The intrinsic tail-forming region of the embryo consists of multiple tissues, such as neuroectoderm, axial mesoderm, and posterior endoderm, and the normal developmental process establishes this complex. It is said that proper morphology leads to proper gene expression in the subsequent developmental process. In this study, we found that the tail is formed by physical contact between BCR and BCF, although those tissues never contact each other in normal development, and the physical contact may ectopically create the conditions for the tail formation in normal development. The simple association of those tissues may be sufficient for the tail formation, and the same process may take place in the original tail formation.
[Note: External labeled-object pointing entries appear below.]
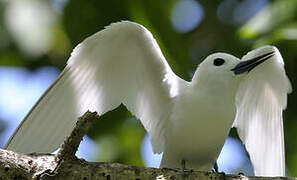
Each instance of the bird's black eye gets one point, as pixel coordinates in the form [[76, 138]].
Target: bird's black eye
[[218, 62]]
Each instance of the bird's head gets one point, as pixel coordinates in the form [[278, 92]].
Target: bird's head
[[215, 72], [222, 71]]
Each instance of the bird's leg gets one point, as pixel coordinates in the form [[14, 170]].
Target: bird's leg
[[184, 170], [215, 168]]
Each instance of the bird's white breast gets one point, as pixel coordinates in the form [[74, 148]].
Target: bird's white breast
[[199, 124]]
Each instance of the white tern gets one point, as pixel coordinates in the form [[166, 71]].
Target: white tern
[[187, 121]]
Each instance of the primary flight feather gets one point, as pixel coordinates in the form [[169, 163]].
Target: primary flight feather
[[188, 121]]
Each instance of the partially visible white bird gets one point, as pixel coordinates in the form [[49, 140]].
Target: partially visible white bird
[[186, 121]]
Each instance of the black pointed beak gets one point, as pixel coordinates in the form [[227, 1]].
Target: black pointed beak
[[248, 65]]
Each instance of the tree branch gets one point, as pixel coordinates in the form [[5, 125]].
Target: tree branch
[[65, 165]]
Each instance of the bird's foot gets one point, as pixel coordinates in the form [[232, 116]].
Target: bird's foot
[[184, 170], [215, 168], [241, 174]]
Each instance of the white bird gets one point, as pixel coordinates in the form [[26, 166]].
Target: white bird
[[187, 121]]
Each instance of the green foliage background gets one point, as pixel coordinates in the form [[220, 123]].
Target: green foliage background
[[118, 134]]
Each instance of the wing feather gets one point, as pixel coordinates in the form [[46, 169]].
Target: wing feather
[[121, 64]]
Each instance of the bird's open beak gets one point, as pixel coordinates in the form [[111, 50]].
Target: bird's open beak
[[248, 65]]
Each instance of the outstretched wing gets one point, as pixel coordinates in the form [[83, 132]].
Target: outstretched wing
[[120, 64], [260, 101]]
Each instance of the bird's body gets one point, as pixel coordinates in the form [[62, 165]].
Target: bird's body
[[190, 120], [185, 120]]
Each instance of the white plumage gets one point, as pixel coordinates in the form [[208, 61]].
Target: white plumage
[[185, 120], [260, 101]]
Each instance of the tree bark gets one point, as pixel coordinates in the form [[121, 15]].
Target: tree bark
[[64, 165]]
Thus, it is interesting to think that tail formation may be explained without considering the existence of the tail organizer.
As the secondary tail induction shown in this study is very simple, we can easily observe the process of tail formation without any effects of complex morphogenetic movement. Therefore, this procedure may be useful for the detailed analysis of tail formation mechanisms.
We thank Dr Ken Cho for the gifts of plasmids. We also thank all the laboratory members for valuable discussions, animal maintenance, and assistance in experiments.